Since the end of 2020, Dr. Benjamin Unger is a junior research group leader in SimTech and conducts research in the field of dynamical systems. Together with Dr. Robert Altmann from the University of Augsburg, he has successfully acquired a first DFG project.
“This is the first time I have submitted a proposal to the DFG and I’m very happy that the DFG decided to fund our project. The positive feedback enables us to bring our research idea to the next level, and at the same time, helps me to strengthen my new research group at SimTech”, underlines Benjamin Unger.

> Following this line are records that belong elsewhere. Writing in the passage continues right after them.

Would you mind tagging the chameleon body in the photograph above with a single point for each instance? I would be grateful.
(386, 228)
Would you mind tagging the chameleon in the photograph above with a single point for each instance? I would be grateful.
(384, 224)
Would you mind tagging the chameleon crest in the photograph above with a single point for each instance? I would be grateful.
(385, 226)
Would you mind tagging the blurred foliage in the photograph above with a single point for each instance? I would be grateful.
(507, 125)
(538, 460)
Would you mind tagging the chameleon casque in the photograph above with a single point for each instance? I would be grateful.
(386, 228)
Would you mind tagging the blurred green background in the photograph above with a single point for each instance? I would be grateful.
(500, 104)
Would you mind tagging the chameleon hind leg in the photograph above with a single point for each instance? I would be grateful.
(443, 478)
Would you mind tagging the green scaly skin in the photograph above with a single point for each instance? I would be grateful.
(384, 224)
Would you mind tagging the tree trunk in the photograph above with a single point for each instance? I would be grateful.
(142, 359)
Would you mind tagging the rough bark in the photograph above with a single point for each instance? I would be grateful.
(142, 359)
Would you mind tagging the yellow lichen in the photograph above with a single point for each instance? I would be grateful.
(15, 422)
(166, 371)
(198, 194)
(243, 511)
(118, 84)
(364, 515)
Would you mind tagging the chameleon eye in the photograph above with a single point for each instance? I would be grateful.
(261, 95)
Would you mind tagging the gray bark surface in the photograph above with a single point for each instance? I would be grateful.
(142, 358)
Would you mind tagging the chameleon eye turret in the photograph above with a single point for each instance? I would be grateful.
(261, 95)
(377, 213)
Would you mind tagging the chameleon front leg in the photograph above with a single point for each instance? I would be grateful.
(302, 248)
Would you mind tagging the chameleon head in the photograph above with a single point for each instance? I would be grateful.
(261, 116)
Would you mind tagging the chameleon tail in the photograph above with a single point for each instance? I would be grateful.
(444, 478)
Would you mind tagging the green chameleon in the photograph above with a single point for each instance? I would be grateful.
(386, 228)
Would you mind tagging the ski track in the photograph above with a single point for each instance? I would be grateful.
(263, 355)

Entitled "Decoupling integration schemes of higher order for poroelastic networks", the project will focus on the development of an efficient time integration of poroelastic networks. Poroelastic equations play a central role in numerous fields of application such as geomechanics or biomedicine. For example, when modeling the deformation of brain tissue, several pressure variables are needed,l which leads to a multiple-network poroelastic model. The corresponding model is described by a coupled system of elliptic-parabolic differential equations, which is very computationally intensive, especially in the three-dimensional case. The direct application of standard methods therefore constitutes a major challenge even for modern computers.

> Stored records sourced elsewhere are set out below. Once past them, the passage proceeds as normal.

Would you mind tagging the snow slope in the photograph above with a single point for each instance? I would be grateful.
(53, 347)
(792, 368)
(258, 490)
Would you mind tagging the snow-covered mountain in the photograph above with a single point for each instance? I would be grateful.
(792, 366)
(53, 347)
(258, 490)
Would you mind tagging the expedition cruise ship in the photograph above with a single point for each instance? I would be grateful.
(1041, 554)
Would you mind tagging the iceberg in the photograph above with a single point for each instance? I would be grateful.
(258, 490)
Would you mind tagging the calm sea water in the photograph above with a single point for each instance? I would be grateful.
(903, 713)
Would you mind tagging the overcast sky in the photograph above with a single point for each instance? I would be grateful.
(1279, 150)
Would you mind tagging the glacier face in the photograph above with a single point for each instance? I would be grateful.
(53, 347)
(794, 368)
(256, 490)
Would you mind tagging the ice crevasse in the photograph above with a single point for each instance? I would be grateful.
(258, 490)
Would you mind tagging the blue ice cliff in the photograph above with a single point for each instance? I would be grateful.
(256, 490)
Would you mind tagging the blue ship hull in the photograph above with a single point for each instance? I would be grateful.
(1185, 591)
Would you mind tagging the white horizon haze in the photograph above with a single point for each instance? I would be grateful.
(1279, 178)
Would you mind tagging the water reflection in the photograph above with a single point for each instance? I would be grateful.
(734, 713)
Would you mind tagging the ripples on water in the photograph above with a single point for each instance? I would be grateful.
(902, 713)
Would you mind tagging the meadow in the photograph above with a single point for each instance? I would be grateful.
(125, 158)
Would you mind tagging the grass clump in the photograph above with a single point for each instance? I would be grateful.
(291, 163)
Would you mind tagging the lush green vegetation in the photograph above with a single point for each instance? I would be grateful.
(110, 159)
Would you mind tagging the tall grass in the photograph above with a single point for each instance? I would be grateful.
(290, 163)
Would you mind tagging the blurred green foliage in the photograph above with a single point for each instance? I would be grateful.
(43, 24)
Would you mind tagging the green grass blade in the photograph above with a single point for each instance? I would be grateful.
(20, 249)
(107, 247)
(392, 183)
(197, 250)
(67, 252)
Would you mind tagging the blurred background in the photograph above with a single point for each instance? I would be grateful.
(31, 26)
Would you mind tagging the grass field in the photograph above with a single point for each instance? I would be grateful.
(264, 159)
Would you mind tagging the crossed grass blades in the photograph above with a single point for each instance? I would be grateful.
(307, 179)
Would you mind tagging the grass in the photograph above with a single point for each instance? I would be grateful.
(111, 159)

The stated goal is therefore to develop highly efficient higher-order semi-explicit time integration methods that combine the simplicity of monolithic approaches with the speed of iterative methods that decouple the problem into the elliptic and parabolic parts. The basis for the project is the joint publication with Dr. Roland Maier (Chalmers University) Semi-explicit discretization schemes for weakly coupled elliptic-parabolic problems (Mathematics of Computations, 90:1089-1118 (2021)), in which both developed a first-order semi-explicit method and proved its convergence. For the convergence proof, a new proof technique was developed that relates the convergence of the time discretization to the asymptotic stability of a time-delayed equation. Besides the development and analysis of the new time integration methods, an additional focus is on the further development of this proof technique and the resulting results.
The project has a duration of 36 months. In a next step, a research associate (m/f/d) is now to be found.